My hypothesis (and I admit that I haven't the facilities to test this) is that deja vu is a brief misfiring or a malfunction of this recognition center in the brain. It makes us believe that we recognise something when it actually hasn't happened to us before.

I once had a deja vu experience of having a deja vu experience... of having a deja vu experience... of having a deja vu experience... I think you can see where this is going. The original experience which sparked the original deja vu is long forgotten. But I had this recurring deja vu seven times. That is - I have a memory of recognising the experience for the seventh time. I think I also have a dim memory of the sixth time, but apart from the certain knowledge of the number of times, the early ones are now lost to my memory.

Prophetic dreams are simply another manifestation of deja vu. You may or may not have dreamt something similar to the situation, but the recognition circuit fires and you experience the deja vu. Researchers now understand that memories are not explicitly stored in the brain - they are reconstructed "on request" as it were, and are frequently modified in the process. When the recognition circuit misfires in response to a particular trigger, the brain manufactures a suitable memory, and modifies it as necessary to closer resemble the trigger for the recognition impulse, because after all, it was "recognised".

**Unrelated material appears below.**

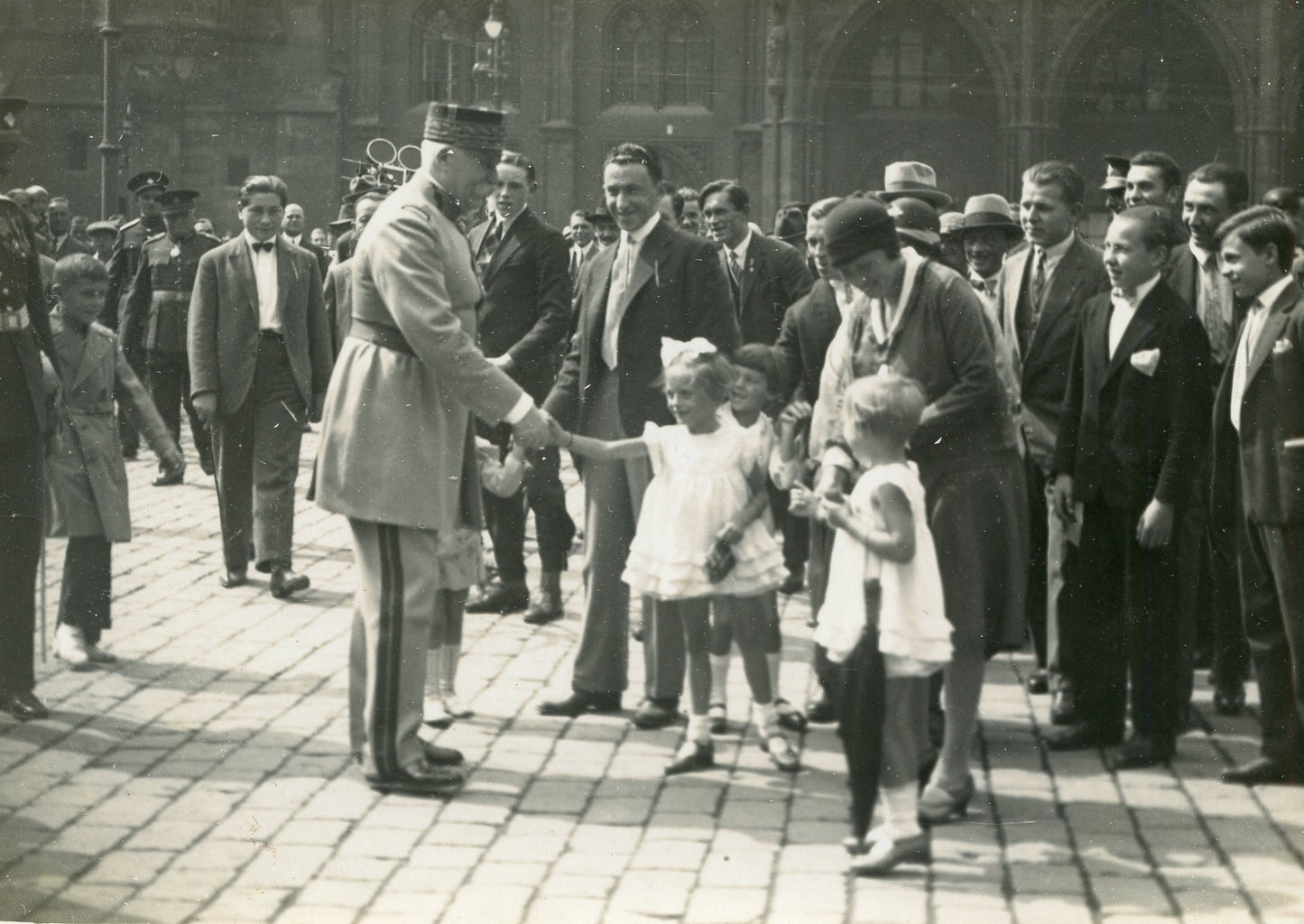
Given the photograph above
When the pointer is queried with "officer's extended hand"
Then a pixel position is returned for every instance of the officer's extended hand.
(532, 430)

So the "prophetic dream" may or may not have been an actual dream you had. If it was, it may or may not have closely resembled the event that triggered the deja vu. But the deja vu process makes it resemble the trigger event. If necessary, the deja vu process can manufacture the memory from whole cloth.

That's my theory, anyway. Until we get a device where we can play someone's dream on a screen, I don't see how it's testable. But I think it is at least plausible given what I know about neurology and how memory works.

Wow that made sense to me. The deja vu thing is fascinating in itself, but putting it to the dream.... I can imagine it. The deja vu experience of a deja vu experience, well I had a dream where I dreamt I was dreaming, where I dreamt I was dreaming... that was strange and hard to explain to someone when I woke up.
I do think some dreams come from things you are hearing while asleep, and can explain some prophetic dreams.
I am sure it happens to a lot of people and they don't think they're supernatural. The same way the television speaks to you, or about you, most of us realise we feel asleep with the tv on, some who are more unbalanced believe the tv announcer was really speaking to them, or the news report mentioned them.